EXPONGO A MIS HIJOS A LAS INFECCIONES

Las Malas Madres tenemos razones, que las Buenas, desconocen.

No hallo las horas de repetir lo que hicimos el verano pasado. Un día fuimos de paseo con mis hijos a una plaza muy bonita en el centro de Santiago. Pese al calor, recorrimos un museo y una biblioteca y nos hartamos hasta las orejas de bebidas gaseosas, papas fritas y deliciosos nachos rebosantes de Tartrazina y Amarillo Crepúsculo. Aclaro -para evitar que me linchen-, que ésta no es la alimentación habitual de mis hijos, donde abundan las lentejas, las espinacas y el pescado. Es simplemente un goce de excepción.
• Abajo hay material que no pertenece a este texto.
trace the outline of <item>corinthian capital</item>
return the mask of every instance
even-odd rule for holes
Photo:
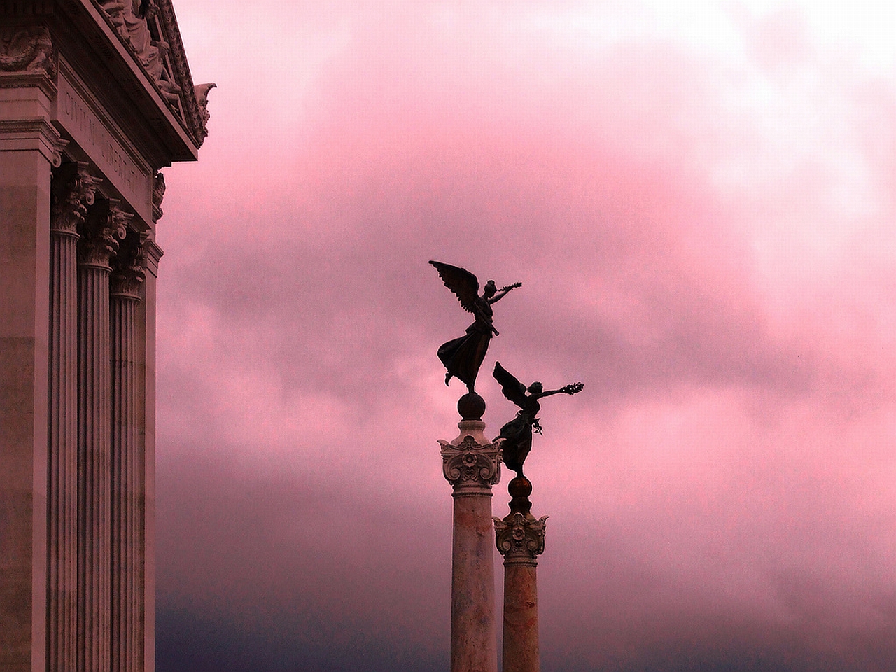
[[[162,200],[165,198],[165,176],[160,172],[156,173],[152,180],[152,221],[157,222],[162,219]]]
[[[470,435],[460,443],[440,441],[442,471],[455,490],[491,490],[501,478],[501,447],[480,444]]]
[[[495,541],[504,564],[535,564],[545,551],[545,521],[531,514],[513,513],[504,520],[495,518]]]
[[[127,236],[127,224],[134,217],[123,211],[119,202],[110,198],[104,207],[88,213],[78,249],[78,262],[82,265],[110,270],[110,259]]]
[[[56,55],[47,26],[0,29],[0,72],[56,75]]]
[[[146,257],[143,254],[146,237],[144,233],[129,229],[118,246],[112,269],[111,296],[140,300],[140,286],[146,280]]]
[[[86,161],[63,164],[53,176],[50,231],[77,237],[87,208],[93,205],[97,185],[102,182],[88,171]]]

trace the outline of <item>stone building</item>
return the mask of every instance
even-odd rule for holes
[[[0,0],[0,672],[154,668],[159,170],[211,86],[171,0]]]

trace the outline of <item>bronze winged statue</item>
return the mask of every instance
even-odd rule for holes
[[[495,363],[492,374],[495,380],[501,383],[501,392],[511,401],[520,407],[516,418],[501,427],[499,438],[503,438],[504,463],[507,469],[516,471],[521,477],[522,463],[532,449],[532,430],[541,434],[541,425],[538,424],[538,411],[541,405],[538,400],[552,394],[577,394],[585,387],[582,383],[561,387],[559,390],[545,391],[541,383],[536,381],[527,389],[513,374],[509,373],[500,362]],[[528,392],[528,393],[527,393]]]
[[[460,266],[452,266],[442,262],[430,262],[439,271],[439,277],[461,301],[465,310],[473,314],[476,321],[467,327],[467,333],[458,339],[443,343],[439,348],[439,359],[448,369],[445,375],[447,385],[452,377],[458,378],[467,385],[470,393],[474,392],[476,375],[486,358],[488,341],[497,336],[498,331],[492,322],[492,304],[504,298],[511,289],[522,287],[521,282],[502,287],[495,280],[488,280],[479,296],[479,281],[476,276]]]

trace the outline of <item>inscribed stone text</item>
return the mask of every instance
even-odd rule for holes
[[[144,221],[151,221],[151,179],[128,157],[97,115],[59,78],[56,115],[72,137],[88,151],[106,177],[121,192]]]

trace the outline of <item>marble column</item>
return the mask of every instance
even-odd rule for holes
[[[78,251],[78,672],[110,668],[109,261],[120,215],[113,200],[92,209]]]
[[[443,472],[453,487],[451,672],[497,672],[492,486],[501,478],[501,449],[486,438],[485,401],[458,403],[461,434],[440,441]]]
[[[532,484],[524,476],[507,487],[510,513],[495,519],[495,542],[504,562],[503,672],[538,672],[537,556],[545,550],[547,516],[531,514]]]
[[[49,36],[4,26],[4,46]],[[49,76],[16,69],[0,61],[16,82],[0,87],[0,669],[30,672],[47,660],[50,175],[65,143]]]
[[[140,237],[128,232],[112,272],[112,672],[142,672]]]
[[[82,161],[53,175],[49,258],[47,669],[75,668],[78,514],[78,227],[100,180]]]

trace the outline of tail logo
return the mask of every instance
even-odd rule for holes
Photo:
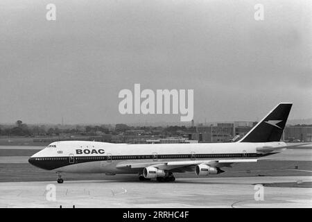
[[[265,123],[269,123],[272,126],[274,126],[275,127],[277,127],[279,128],[280,128],[281,130],[281,128],[280,128],[279,126],[278,126],[277,124],[281,122],[282,120],[268,120],[268,121],[264,121]]]

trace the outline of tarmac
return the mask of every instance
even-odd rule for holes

Luego nos tendimos en el pasto a descansar. Pero empezó a hacer más calor y, cual pajaritos, mis hijos dieron con un regador automático y, claro está, se mojaron hasta los calzones. Entonces escucharon la algarabía de otros niños que, junto a un par de perros callejeros, nadaban en una pileta cercana. Había carteles de “prohibido bañarse” y amenazadoras puntas metálicas para disuadir a los analfabetos: usé ambos para poner a secar las poleras y shorts, mientras mis hijos chapoteaban en ropa interior. Doy fe de que estaban más felices que los quiltros.
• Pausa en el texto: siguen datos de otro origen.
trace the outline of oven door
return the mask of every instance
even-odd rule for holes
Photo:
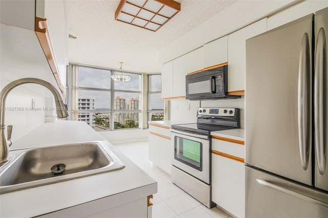
[[[171,129],[172,165],[210,184],[210,136]]]

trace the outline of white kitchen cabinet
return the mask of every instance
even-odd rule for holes
[[[212,200],[234,215],[243,217],[245,173],[242,142],[236,140],[239,144],[213,138],[212,141]]]
[[[284,10],[268,18],[268,30],[271,30],[288,23],[306,16],[328,7],[324,1],[306,1]]]
[[[8,45],[6,47],[14,54],[13,56],[19,57],[16,59],[18,64],[22,63],[26,67],[22,68],[24,71],[16,70],[15,76],[5,75],[4,77],[9,81],[23,77],[39,78],[50,81],[55,86],[56,83],[58,89],[65,96],[68,61],[64,0],[5,0],[0,1],[0,4],[1,23],[11,27],[9,28],[3,25],[2,31],[11,29],[10,30],[24,32],[25,35],[21,35],[16,41],[14,40],[18,38],[17,36],[12,35],[12,38],[6,42]],[[8,32],[2,34],[11,33]],[[31,61],[31,57],[34,55],[33,52],[25,53],[27,46],[24,43],[26,43],[30,47],[35,44],[34,38],[30,39],[30,42],[27,41],[26,39],[29,36],[27,35],[34,36],[39,41],[36,46],[33,46],[32,49],[29,49],[30,51],[38,51],[40,45],[42,48],[43,57],[38,57],[37,61]],[[39,65],[46,65],[47,68],[37,71],[34,67]],[[52,82],[54,76],[56,79],[54,84]]]
[[[187,74],[187,55],[174,60],[172,77],[173,98],[186,96],[186,76]]]
[[[202,70],[204,68],[204,47],[189,52],[187,55],[187,73]]]
[[[228,36],[228,92],[244,91],[245,40],[266,31],[265,18]]]
[[[228,36],[204,46],[204,68],[228,62]]]
[[[170,127],[149,124],[149,158],[154,165],[171,174],[173,151]]]
[[[170,61],[162,65],[161,73],[162,99],[172,98],[173,61]]]

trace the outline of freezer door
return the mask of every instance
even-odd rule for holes
[[[326,217],[328,195],[245,166],[247,217]]]
[[[315,181],[316,186],[328,191],[328,8],[317,12],[315,17]]]
[[[245,162],[312,185],[311,14],[246,40]]]

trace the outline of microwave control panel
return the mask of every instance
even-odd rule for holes
[[[233,117],[235,116],[235,109],[229,107],[200,107],[198,108],[198,114],[212,116]]]

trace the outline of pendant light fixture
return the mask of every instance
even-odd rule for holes
[[[126,75],[123,73],[122,72],[122,64],[124,63],[122,62],[120,62],[119,63],[121,64],[121,67],[119,68],[119,70],[120,72],[117,72],[116,71],[114,72],[114,75],[112,76],[112,79],[117,82],[127,82],[130,81],[131,79],[131,77],[129,76],[128,75]]]

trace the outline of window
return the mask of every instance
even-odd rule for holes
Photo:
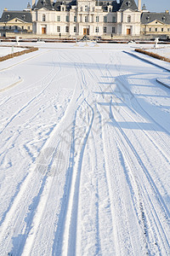
[[[88,12],[88,6],[85,5],[85,12]]]
[[[128,22],[131,22],[131,16],[130,15],[128,16]]]
[[[107,16],[104,16],[104,22],[107,22]]]
[[[126,4],[127,4],[127,6],[130,7],[130,6],[131,6],[130,1],[127,1],[127,2],[126,2]]]
[[[42,21],[45,21],[45,15],[42,15]]]
[[[88,16],[85,16],[85,22],[88,22]]]
[[[116,23],[116,16],[113,16],[113,17],[112,17],[112,22],[113,22],[113,23]]]

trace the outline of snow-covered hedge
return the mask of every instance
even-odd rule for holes
[[[159,55],[155,54],[153,52],[147,51],[145,49],[135,49],[135,51],[139,52],[139,53],[143,53],[144,55],[147,55],[149,56],[151,56],[151,57],[158,59],[158,60],[162,60],[162,61],[164,61],[170,62],[170,59],[169,58],[166,58],[164,56]]]
[[[8,60],[8,59],[16,57],[16,56],[23,55],[25,54],[28,54],[30,52],[36,51],[36,50],[38,50],[38,48],[31,47],[31,48],[29,48],[27,49],[25,49],[25,50],[22,50],[22,51],[18,51],[18,52],[8,55],[6,56],[2,56],[2,57],[0,57],[0,61],[6,61],[6,60]]]

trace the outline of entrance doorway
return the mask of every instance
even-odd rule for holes
[[[131,30],[130,28],[127,28],[127,35],[130,35],[131,34]]]
[[[83,35],[84,36],[89,35],[89,28],[83,28]]]
[[[42,34],[46,34],[46,27],[42,27]]]

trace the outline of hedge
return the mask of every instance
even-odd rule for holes
[[[25,48],[28,48],[28,47],[25,47]],[[36,50],[38,50],[38,48],[31,47],[31,48],[29,48],[27,49],[25,49],[25,50],[22,50],[22,51],[18,51],[18,52],[8,55],[6,56],[2,56],[2,57],[0,57],[0,61],[3,61],[8,60],[8,59],[12,59],[14,57],[20,56],[20,55],[23,55],[25,54],[28,54],[30,52],[33,52],[33,51],[36,51]]]
[[[149,56],[150,56],[150,57],[153,57],[153,58],[161,60],[161,61],[167,61],[167,62],[170,62],[170,59],[169,59],[169,58],[166,58],[166,57],[161,56],[161,55],[157,55],[157,54],[155,54],[155,53],[153,53],[153,52],[147,51],[147,50],[145,50],[145,49],[135,49],[135,51],[139,52],[139,53],[142,53],[142,54],[146,55],[149,55]]]

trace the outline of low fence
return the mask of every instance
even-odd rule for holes
[[[14,57],[20,56],[20,55],[23,55],[38,50],[38,48],[37,48],[37,47],[22,47],[22,46],[20,46],[20,48],[27,48],[27,49],[24,49],[24,50],[21,50],[21,51],[13,53],[13,54],[10,54],[10,55],[5,55],[5,56],[2,56],[2,57],[0,57],[0,61],[7,61],[7,60],[12,59]]]
[[[150,56],[150,57],[153,57],[153,58],[161,60],[161,61],[167,61],[167,62],[170,62],[170,59],[169,59],[169,58],[166,58],[166,57],[164,57],[164,56],[159,55],[155,54],[155,53],[153,53],[153,52],[147,51],[147,50],[145,50],[145,49],[135,49],[135,51],[139,52],[139,53],[142,53],[142,54],[146,55],[149,55],[149,56]]]

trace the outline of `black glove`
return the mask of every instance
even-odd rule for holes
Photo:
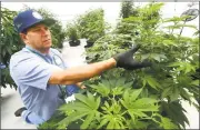
[[[136,70],[136,69],[144,68],[144,67],[150,67],[151,63],[149,61],[143,60],[141,62],[138,62],[132,58],[133,53],[137,52],[140,46],[137,44],[132,49],[114,56],[113,58],[117,61],[117,67],[123,68],[127,70]]]

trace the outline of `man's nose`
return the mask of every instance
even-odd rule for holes
[[[48,30],[44,29],[44,28],[42,28],[42,29],[41,29],[41,34],[42,34],[42,36],[47,36],[47,34],[48,34]]]

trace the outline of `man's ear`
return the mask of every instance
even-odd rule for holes
[[[20,38],[21,40],[27,43],[28,42],[28,39],[27,39],[27,34],[26,33],[20,33]]]

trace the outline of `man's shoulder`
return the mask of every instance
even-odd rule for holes
[[[61,51],[59,51],[58,49],[50,48],[50,51],[59,56],[61,54]]]
[[[13,53],[12,56],[11,56],[11,59],[18,59],[18,58],[27,58],[27,57],[30,57],[30,56],[32,56],[31,53],[30,53],[30,51],[28,51],[28,50],[26,50],[26,48],[23,48],[23,49],[21,49],[20,51],[18,51],[18,52],[16,52],[16,53]]]
[[[28,61],[29,59],[34,58],[36,56],[32,54],[30,51],[26,50],[24,48],[16,53],[13,53],[10,58],[10,66],[14,66],[21,61]]]

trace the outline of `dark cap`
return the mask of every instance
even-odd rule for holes
[[[20,12],[14,19],[13,24],[18,32],[23,32],[30,27],[38,23],[43,23],[46,26],[51,26],[56,22],[54,19],[44,19],[40,13],[33,10],[26,10]]]

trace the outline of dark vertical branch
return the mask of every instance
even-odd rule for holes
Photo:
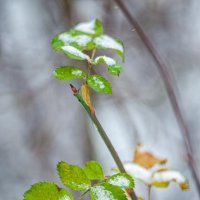
[[[136,21],[136,19],[133,17],[133,15],[129,12],[127,7],[124,5],[124,2],[122,0],[114,0],[114,1],[117,3],[117,5],[121,9],[121,11],[126,16],[127,20],[131,23],[131,25],[133,25],[135,27],[136,32],[138,33],[139,37],[141,38],[141,40],[145,44],[146,48],[149,50],[149,53],[153,57],[153,59],[156,63],[156,66],[158,67],[159,73],[160,73],[160,75],[163,79],[165,88],[167,90],[167,94],[169,96],[170,103],[171,103],[172,108],[174,110],[176,120],[179,124],[179,127],[181,129],[181,133],[182,133],[183,138],[184,138],[184,143],[185,143],[187,156],[188,156],[188,164],[190,166],[190,169],[191,169],[191,172],[192,172],[192,175],[193,175],[193,178],[195,180],[195,183],[196,183],[196,186],[197,186],[197,189],[198,189],[198,193],[199,193],[199,196],[200,196],[200,180],[199,180],[199,175],[198,175],[197,164],[196,164],[196,162],[193,158],[193,155],[192,155],[192,144],[191,144],[190,137],[189,137],[189,130],[188,130],[185,119],[184,119],[183,114],[181,112],[180,105],[178,104],[178,101],[177,101],[177,98],[176,98],[176,95],[175,95],[175,90],[174,90],[174,87],[173,87],[173,84],[172,84],[173,83],[172,75],[167,70],[166,63],[160,57],[159,53],[157,52],[157,50],[153,46],[152,42],[150,41],[149,37],[144,32],[141,25]]]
“¿Pero cómo se te ocurre?”, dijo alguien por ahí cuando comenté la anécdota. “¿No sabes la cantidad de infecciones que hay?” Sí, lo sé. “¿Y que si se quedan con el cuerpo mojado puede darles pulmonía?” Sí, lo sé. “¿Y que esos perros podrían haberlos mordido?” Sí, lo sé. “¿Y que les podría haber dado alergia, podrían haberse pescado piojos o sufrir una diarrea con el agua que tragaron?” Sip “¿Y que podrían haberse rasguñado, resbalado y/o quebrado un brazo o una pierna al meterse a un lugar no apto para el baño?” Si, también lo sé.
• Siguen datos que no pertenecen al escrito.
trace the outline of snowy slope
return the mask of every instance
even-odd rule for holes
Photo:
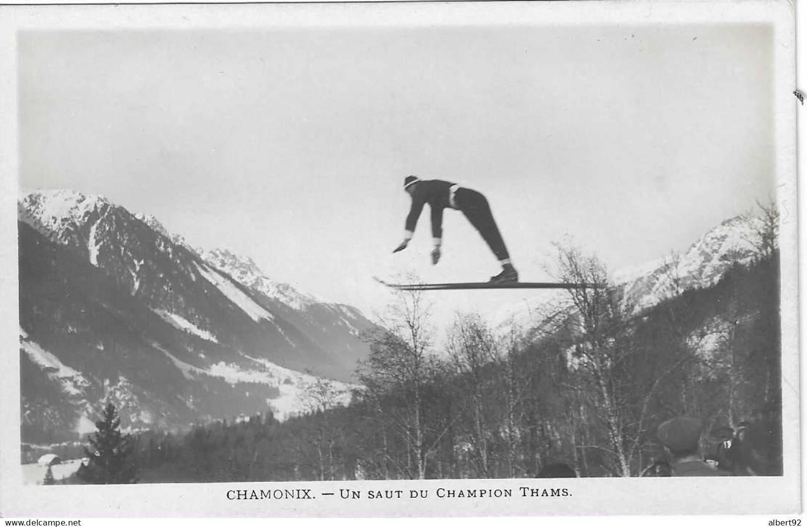
[[[624,291],[634,312],[692,288],[717,283],[734,263],[747,264],[758,256],[761,220],[737,216],[709,230],[680,254],[670,254],[612,273],[611,282]],[[515,323],[531,328],[550,313],[568,304],[563,291],[540,291],[503,306],[491,318],[494,327]]]
[[[69,438],[106,400],[128,429],[282,418],[316,375],[347,379],[366,356],[358,310],[191,249],[156,218],[66,190],[30,194],[18,212],[28,441]],[[351,385],[333,383],[346,401]]]

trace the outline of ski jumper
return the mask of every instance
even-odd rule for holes
[[[412,207],[406,218],[404,239],[412,238],[423,206],[429,203],[432,212],[432,236],[440,245],[443,234],[443,210],[462,212],[487,243],[500,263],[510,263],[510,255],[499,232],[487,199],[481,193],[440,179],[420,179],[412,192]]]

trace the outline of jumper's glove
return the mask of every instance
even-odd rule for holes
[[[437,262],[440,261],[440,247],[435,247],[432,249],[432,265],[436,266]]]
[[[404,240],[404,241],[401,242],[400,245],[395,247],[395,250],[392,251],[392,253],[397,253],[398,251],[403,251],[404,249],[406,249],[407,245],[409,245],[409,240]]]

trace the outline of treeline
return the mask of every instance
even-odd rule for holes
[[[266,413],[140,434],[139,481],[517,478],[556,463],[637,476],[663,455],[658,425],[679,415],[707,423],[707,455],[718,429],[760,424],[742,473],[782,473],[775,248],[707,289],[670,280],[667,299],[643,312],[596,258],[562,248],[559,261],[560,280],[596,287],[570,290],[537,328],[502,336],[462,315],[437,349],[428,298],[402,293],[366,336],[349,405],[320,380],[309,412],[282,423]]]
“¿Y por qué –acá, pito de censura- lo permites?”. Aquí respiro hondo, le doy una calada a mi cigarrillo y respondo: Lo hice, porque aprendí a andar en bicicleta sin frenos y sin casco, y aunque me pelé las rodillas y tengo una cicatriz de recuerdo, fui inmensamente feliz. Porque comía sopaipillas compradas en la calle, que chorreaban aceite de dudosa procedencia y nunca he vuelto a probar nada más delicioso. Porque con mis amigos tomábamos agua del grifo -chupándolo- y el agua nunca me ha sabido mejor. Porque me regalaban los juguetes más caros, pero me divertía horrores tocando timbres y haciendo tortitas de barro con mis amigos más pobres. Y eso, precisamente eso, es lo que por ningún motivo quiero que mis hijos se pierdan.